O terceiro elemento foi o internacionalismo.Este é porventura o mais importante de todos, quando consideramos a importância pelo quanto o elemento é típico da civilização que designa. Individualismo e espírito científico teve a Grécia Antiga (a Hélade), e tais são — acrescido outro elemento, que para o caso não vem — as bases da sua existência civilizacional. Mas todas as civilizações que precederam a nossa foram, rigorosamente (se bem analisarmos), apenas monopolíticas, entendendo por tal termo que nelas, quando não estava o foco da civilização num só estado, a língua civilizacional era, em todo o caso, só uma. A coexistência do grego e do latim na era, já, da força romana, não tem sentido contrário, porquanto não se trata — como no caso das nações modernas — de duas nações em grau aproximado de força e vida, mas de duas nações que nitidamente se sucedem, velha uma e outra nova, no uso da civilização. (posse da civ.)

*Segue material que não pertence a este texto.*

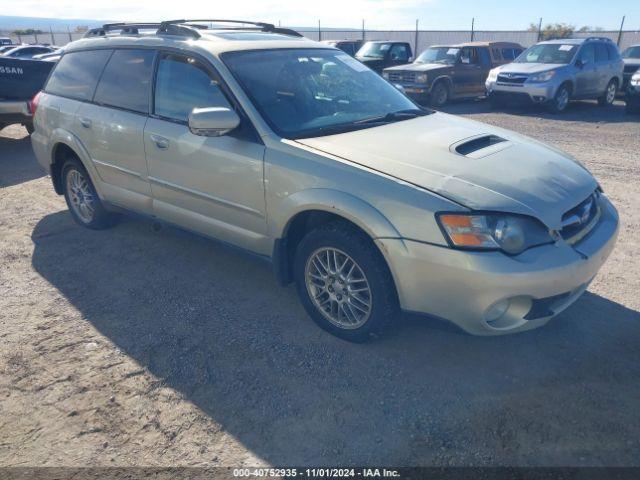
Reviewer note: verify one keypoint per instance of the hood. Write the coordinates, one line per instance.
(529, 67)
(419, 67)
(518, 175)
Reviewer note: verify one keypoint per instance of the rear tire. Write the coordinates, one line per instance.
(82, 199)
(344, 283)
(609, 95)
(439, 95)
(561, 101)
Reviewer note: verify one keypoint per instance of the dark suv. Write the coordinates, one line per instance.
(380, 54)
(442, 72)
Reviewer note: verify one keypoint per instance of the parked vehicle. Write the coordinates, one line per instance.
(27, 51)
(299, 153)
(631, 59)
(378, 55)
(348, 46)
(558, 71)
(632, 98)
(443, 72)
(20, 80)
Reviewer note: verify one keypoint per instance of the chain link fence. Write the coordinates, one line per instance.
(419, 39)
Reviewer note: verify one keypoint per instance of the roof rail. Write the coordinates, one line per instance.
(185, 28)
(260, 26)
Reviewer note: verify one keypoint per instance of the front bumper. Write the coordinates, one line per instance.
(471, 289)
(525, 93)
(14, 111)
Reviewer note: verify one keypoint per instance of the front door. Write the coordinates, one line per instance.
(213, 185)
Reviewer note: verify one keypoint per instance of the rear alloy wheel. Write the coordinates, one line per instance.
(439, 94)
(609, 94)
(82, 199)
(561, 101)
(344, 283)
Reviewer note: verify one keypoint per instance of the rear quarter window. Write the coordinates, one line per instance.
(76, 74)
(126, 81)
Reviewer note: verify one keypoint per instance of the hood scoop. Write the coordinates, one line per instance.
(479, 146)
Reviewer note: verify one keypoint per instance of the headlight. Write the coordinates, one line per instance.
(493, 75)
(512, 234)
(542, 77)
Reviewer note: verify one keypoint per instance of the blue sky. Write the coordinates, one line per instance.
(391, 14)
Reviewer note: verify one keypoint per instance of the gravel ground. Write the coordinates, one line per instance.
(140, 347)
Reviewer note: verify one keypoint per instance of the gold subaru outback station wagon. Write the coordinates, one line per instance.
(297, 152)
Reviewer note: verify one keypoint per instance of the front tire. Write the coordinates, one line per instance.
(82, 199)
(439, 95)
(344, 283)
(609, 94)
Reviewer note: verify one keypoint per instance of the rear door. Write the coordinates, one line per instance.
(587, 75)
(213, 185)
(112, 127)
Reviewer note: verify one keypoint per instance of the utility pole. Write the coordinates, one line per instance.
(540, 29)
(620, 32)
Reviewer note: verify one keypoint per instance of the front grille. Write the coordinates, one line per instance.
(511, 78)
(409, 77)
(579, 221)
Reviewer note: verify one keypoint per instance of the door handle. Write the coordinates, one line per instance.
(161, 142)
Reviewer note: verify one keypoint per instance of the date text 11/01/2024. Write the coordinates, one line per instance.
(316, 472)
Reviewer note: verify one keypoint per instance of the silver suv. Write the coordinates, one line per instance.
(557, 71)
(297, 152)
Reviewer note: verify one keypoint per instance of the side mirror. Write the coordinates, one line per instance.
(213, 121)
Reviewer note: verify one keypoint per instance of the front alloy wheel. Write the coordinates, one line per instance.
(338, 288)
(343, 282)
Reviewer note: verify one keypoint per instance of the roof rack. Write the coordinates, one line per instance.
(185, 28)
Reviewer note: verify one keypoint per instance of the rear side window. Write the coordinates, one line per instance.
(182, 84)
(126, 80)
(602, 54)
(76, 74)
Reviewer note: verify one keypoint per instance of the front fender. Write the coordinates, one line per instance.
(345, 205)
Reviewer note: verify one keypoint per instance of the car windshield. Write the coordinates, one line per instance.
(548, 53)
(313, 92)
(632, 52)
(439, 55)
(373, 50)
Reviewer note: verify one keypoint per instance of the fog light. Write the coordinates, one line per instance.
(496, 311)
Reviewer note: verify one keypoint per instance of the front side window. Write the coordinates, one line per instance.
(548, 53)
(400, 53)
(374, 50)
(313, 92)
(439, 55)
(632, 52)
(602, 54)
(76, 74)
(182, 84)
(126, 80)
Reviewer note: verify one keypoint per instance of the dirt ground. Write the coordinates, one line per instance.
(159, 348)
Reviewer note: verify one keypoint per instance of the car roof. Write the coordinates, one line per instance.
(480, 44)
(213, 41)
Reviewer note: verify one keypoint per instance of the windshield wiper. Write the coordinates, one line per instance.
(394, 116)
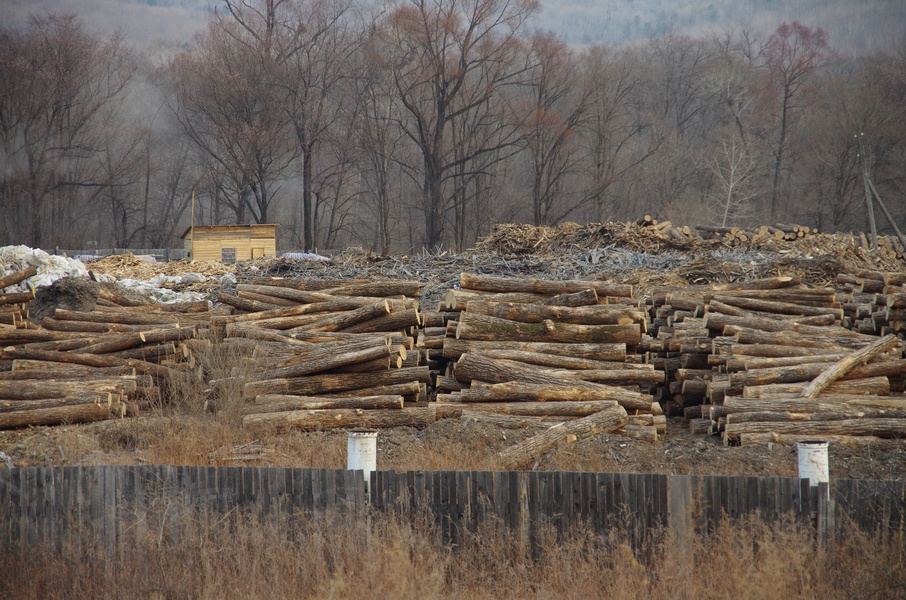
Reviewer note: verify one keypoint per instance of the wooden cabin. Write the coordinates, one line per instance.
(229, 243)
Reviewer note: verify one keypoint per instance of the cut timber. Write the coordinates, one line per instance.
(331, 383)
(17, 277)
(484, 328)
(845, 365)
(783, 308)
(271, 403)
(453, 410)
(76, 413)
(454, 348)
(600, 314)
(490, 283)
(584, 298)
(471, 366)
(565, 362)
(735, 404)
(791, 439)
(328, 360)
(377, 288)
(522, 454)
(347, 319)
(879, 386)
(343, 418)
(528, 392)
(885, 428)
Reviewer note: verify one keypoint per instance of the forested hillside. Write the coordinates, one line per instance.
(419, 125)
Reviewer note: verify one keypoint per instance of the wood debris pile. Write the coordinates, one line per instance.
(528, 351)
(760, 347)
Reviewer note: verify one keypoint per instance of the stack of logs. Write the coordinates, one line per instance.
(531, 352)
(873, 302)
(82, 366)
(725, 348)
(326, 354)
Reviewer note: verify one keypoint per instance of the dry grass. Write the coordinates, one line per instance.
(390, 557)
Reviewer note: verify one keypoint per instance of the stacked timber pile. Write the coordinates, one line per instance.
(327, 354)
(873, 302)
(776, 340)
(531, 351)
(12, 302)
(81, 366)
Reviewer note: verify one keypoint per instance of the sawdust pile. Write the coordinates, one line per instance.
(129, 266)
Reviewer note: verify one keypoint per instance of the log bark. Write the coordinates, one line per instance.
(845, 365)
(58, 415)
(492, 283)
(17, 277)
(791, 439)
(566, 362)
(606, 420)
(885, 428)
(587, 297)
(879, 386)
(377, 288)
(600, 314)
(271, 403)
(774, 307)
(483, 328)
(347, 319)
(311, 420)
(527, 392)
(472, 366)
(808, 372)
(454, 348)
(324, 361)
(314, 385)
(38, 389)
(735, 404)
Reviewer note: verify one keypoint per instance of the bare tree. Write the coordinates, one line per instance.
(58, 103)
(448, 58)
(229, 104)
(554, 104)
(793, 55)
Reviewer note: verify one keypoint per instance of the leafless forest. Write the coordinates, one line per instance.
(420, 124)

O internacionalismo começou por três causas. A primeira foi a série de contactos,

ainda no período medieval, entre a civilização cristã e outras, como a sarracena; prosseguiu depois pelo aumento dos contactos comerciais com o Oriente. O acréscimo da vida comercial das cidades, primordialmente as da Itália, levou a um grau importante estes contactos, e assim começou a aparecer o espírito internacionalista da civilização moderna.

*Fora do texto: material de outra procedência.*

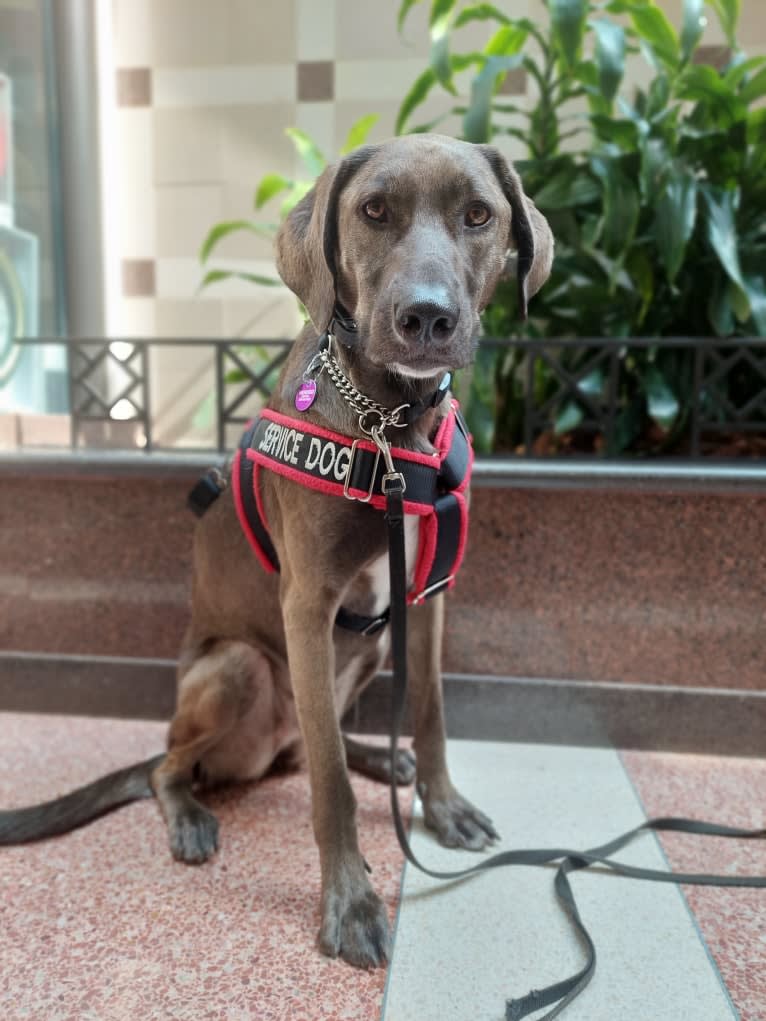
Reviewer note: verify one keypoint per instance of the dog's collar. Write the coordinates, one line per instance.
(370, 412)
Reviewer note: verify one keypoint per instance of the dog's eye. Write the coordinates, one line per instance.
(375, 208)
(477, 214)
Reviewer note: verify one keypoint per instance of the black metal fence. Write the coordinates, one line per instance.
(688, 397)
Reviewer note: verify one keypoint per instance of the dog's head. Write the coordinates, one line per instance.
(412, 237)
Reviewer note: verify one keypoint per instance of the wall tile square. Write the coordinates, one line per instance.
(138, 278)
(316, 80)
(134, 87)
(188, 146)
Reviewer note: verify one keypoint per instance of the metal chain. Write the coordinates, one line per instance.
(360, 402)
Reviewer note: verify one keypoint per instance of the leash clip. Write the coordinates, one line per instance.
(392, 481)
(347, 481)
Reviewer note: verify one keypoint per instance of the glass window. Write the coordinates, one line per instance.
(33, 379)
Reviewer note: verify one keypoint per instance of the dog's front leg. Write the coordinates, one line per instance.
(353, 923)
(456, 821)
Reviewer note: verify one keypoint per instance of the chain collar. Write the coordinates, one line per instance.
(373, 418)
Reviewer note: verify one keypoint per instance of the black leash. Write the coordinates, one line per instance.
(560, 993)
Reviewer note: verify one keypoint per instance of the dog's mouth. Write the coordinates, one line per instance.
(421, 350)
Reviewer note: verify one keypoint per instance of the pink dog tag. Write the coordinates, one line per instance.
(306, 395)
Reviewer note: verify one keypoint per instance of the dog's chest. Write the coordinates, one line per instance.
(376, 575)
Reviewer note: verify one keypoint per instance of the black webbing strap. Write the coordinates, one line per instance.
(560, 993)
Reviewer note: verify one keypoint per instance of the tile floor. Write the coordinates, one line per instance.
(101, 925)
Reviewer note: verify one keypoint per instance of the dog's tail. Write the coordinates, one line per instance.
(79, 807)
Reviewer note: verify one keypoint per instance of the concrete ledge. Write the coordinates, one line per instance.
(513, 473)
(478, 707)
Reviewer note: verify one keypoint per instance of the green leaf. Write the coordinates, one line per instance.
(216, 276)
(439, 59)
(720, 312)
(298, 190)
(675, 210)
(307, 150)
(721, 231)
(662, 403)
(480, 12)
(728, 15)
(692, 27)
(755, 89)
(404, 8)
(440, 12)
(640, 269)
(270, 186)
(509, 39)
(568, 189)
(621, 206)
(737, 71)
(358, 132)
(440, 19)
(231, 227)
(418, 92)
(610, 56)
(477, 122)
(757, 295)
(656, 31)
(704, 84)
(615, 130)
(568, 25)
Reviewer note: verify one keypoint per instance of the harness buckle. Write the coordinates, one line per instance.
(432, 589)
(347, 481)
(376, 625)
(393, 482)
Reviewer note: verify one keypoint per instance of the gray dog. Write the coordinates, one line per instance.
(399, 246)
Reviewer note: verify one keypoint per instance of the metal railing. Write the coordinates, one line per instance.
(534, 387)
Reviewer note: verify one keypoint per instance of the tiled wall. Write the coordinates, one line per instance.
(205, 91)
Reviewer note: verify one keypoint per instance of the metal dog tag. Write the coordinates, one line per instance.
(306, 394)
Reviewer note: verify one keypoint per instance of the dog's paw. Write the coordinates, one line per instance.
(194, 835)
(354, 926)
(456, 821)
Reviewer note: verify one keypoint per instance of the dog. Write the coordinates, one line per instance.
(399, 246)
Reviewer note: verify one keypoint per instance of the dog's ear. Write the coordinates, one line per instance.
(530, 234)
(307, 241)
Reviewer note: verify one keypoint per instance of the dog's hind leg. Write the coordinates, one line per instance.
(214, 693)
(375, 761)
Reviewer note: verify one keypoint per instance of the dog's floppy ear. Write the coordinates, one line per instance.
(531, 235)
(307, 241)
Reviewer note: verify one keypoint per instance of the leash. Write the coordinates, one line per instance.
(559, 994)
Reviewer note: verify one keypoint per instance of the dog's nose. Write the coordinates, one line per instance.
(426, 320)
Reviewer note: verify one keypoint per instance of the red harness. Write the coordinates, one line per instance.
(339, 466)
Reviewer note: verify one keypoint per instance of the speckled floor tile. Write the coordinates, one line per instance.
(732, 922)
(101, 924)
(462, 951)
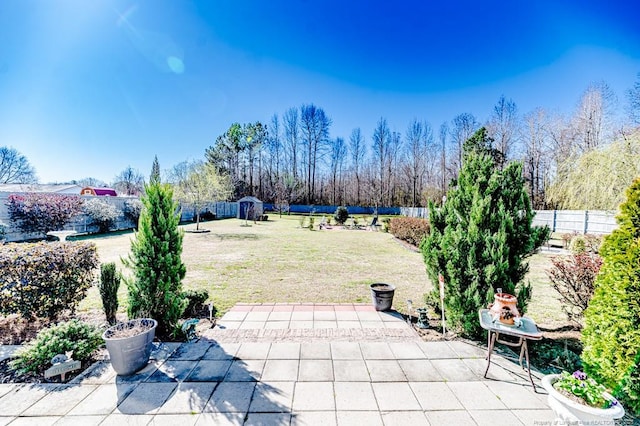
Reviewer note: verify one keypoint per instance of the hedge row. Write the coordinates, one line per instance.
(409, 229)
(45, 279)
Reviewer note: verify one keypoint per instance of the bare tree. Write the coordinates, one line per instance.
(129, 182)
(358, 151)
(534, 138)
(633, 102)
(381, 148)
(338, 157)
(292, 140)
(593, 119)
(503, 126)
(464, 126)
(14, 167)
(314, 125)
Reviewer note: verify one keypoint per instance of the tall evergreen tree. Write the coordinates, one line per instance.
(611, 336)
(155, 290)
(155, 171)
(481, 236)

Anterior a ele, outro elemento — e esse fundamental — existira. É o de o império romano ter abrangido gentes falando línguas diversas. A dissolução do império foi criando nações, ou esboçando-as, e as cidades depois as radicaram, mas o facto de ter havido o império deixou sempre uma tendência aglutinante (?), de modo que, separadas estas nações, nelas permaneceu a comum tradição romana, nelas perdurou a memória de terem formado parte de um conjunto. Assim, separadas, não se separaram; individualizando-se, não se dissociaram de todo umas das outras.

Vieram, finalmente, as nossas descobertas marítimas, que criaram o elemento colonialista da civilização moderna. E a nossa glória imarcescível que a civilização europeia é numa das suas partes importantes criação nossa. Por nós existe hoje uma civilização americana. Por nós há cidades e civilizações na África, na Austrália, na Índia na Ásia longínqua. Tudo quanto, longe da Europa, é europeu, a nós o deve. De nós descende a grandeza presente do Japão, como a existência colonial da Inglaterra. Que, se nós o não houvéssemos feito, outros o fariam, não é argumento que se empregue. Porque não é precisa a hipótese, onde há o facto. E o facto é que fomos nós que o fizemos.

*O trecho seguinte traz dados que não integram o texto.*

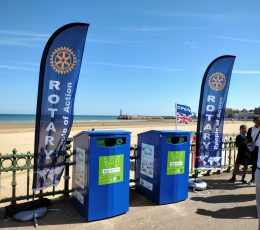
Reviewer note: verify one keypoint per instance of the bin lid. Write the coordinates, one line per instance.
(107, 132)
(169, 132)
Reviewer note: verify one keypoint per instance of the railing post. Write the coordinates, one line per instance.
(13, 183)
(28, 164)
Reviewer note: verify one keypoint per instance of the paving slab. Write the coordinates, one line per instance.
(223, 205)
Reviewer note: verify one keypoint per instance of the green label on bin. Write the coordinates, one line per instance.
(111, 169)
(175, 162)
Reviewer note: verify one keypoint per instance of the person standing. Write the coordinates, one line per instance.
(241, 158)
(252, 135)
(257, 177)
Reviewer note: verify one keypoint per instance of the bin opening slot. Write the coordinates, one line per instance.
(176, 139)
(109, 142)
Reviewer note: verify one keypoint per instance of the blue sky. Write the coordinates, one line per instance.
(141, 56)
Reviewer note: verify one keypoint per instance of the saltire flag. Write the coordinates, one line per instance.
(183, 114)
(59, 72)
(213, 98)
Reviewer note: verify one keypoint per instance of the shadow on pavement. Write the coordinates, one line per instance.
(224, 184)
(226, 198)
(137, 199)
(60, 212)
(246, 212)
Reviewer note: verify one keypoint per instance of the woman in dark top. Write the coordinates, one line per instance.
(242, 158)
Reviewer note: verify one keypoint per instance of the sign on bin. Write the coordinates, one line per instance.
(175, 162)
(111, 169)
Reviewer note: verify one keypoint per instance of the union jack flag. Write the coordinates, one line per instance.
(183, 114)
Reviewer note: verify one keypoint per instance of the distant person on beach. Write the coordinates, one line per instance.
(242, 158)
(252, 135)
(257, 172)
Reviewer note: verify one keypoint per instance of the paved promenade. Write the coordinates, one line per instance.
(223, 206)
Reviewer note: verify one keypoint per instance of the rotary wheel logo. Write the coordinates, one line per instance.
(217, 81)
(63, 60)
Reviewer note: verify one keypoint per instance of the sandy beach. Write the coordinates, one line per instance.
(21, 136)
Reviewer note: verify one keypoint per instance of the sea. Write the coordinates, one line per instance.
(30, 118)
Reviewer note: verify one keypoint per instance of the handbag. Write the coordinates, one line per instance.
(251, 145)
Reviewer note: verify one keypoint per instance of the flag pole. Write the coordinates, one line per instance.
(176, 116)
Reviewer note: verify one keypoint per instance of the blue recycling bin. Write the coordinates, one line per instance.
(162, 166)
(100, 176)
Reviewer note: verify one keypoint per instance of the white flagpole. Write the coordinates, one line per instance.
(176, 116)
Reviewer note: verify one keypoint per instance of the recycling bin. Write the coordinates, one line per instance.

Não se nos fale em Colombo ou em Cabot. Colombo, supondo mesmo que fosse italiano — como hoje se desprovou, mostrando-o galego — é sociologicamente português porque portuguesa é a iniciativa das descobertas, a ideação científica delas, a construção do conjunto das descobertas como obra civilizacional, e todos, portanto, quantos colaboraram em descobrir naturalizaram-se portugueses com o fazê-lo. E, se se replicar que não era essa a ideia nítida e certa do Infante nem da Escola de Sagres, replique-se que nunca ideia de nenhum actor importante da história é produzir exactamente o que produz, é representar exactamente o papel que o Destino lhe manda que represente.

Alonguei-me, assim, digressando um pouco, porque estou farto e doido da longa injustiça que a nosso respeito são todas as histórias da Europa. O que vale é que elas são bem justas a propósito dos seus autores universalmente e sem excepção (tão baixa jaz ainda a intuição das causas históricas!) incompetentes para formar uma apreciação sociológica dos eventos sociais.

Estas várias causas que colaboraram em produzir, tanto a Renascença, como, por isso os fenómenos básicos da nossa civilização, não estão separadas na realidade, senão na análise que fizemos. Elas são intricadas e interimplexas, e isto tanto na sua acção como na sua origem Tudo é uno, e uma civilização, porque é uma vida, um organismo psíquico vastíssimo e muito complexo, é una, organicamente indivisa, inséctil, (...)

s.d.

Ultimatum e Páginas de Sociologia Política. Fernando Pessoa. (Recolha de textos de Maria Isabel Rocheta e Maria Paula Morão. Introdução e organização de Joel Serrão.) Lisboa: Ática, 1980.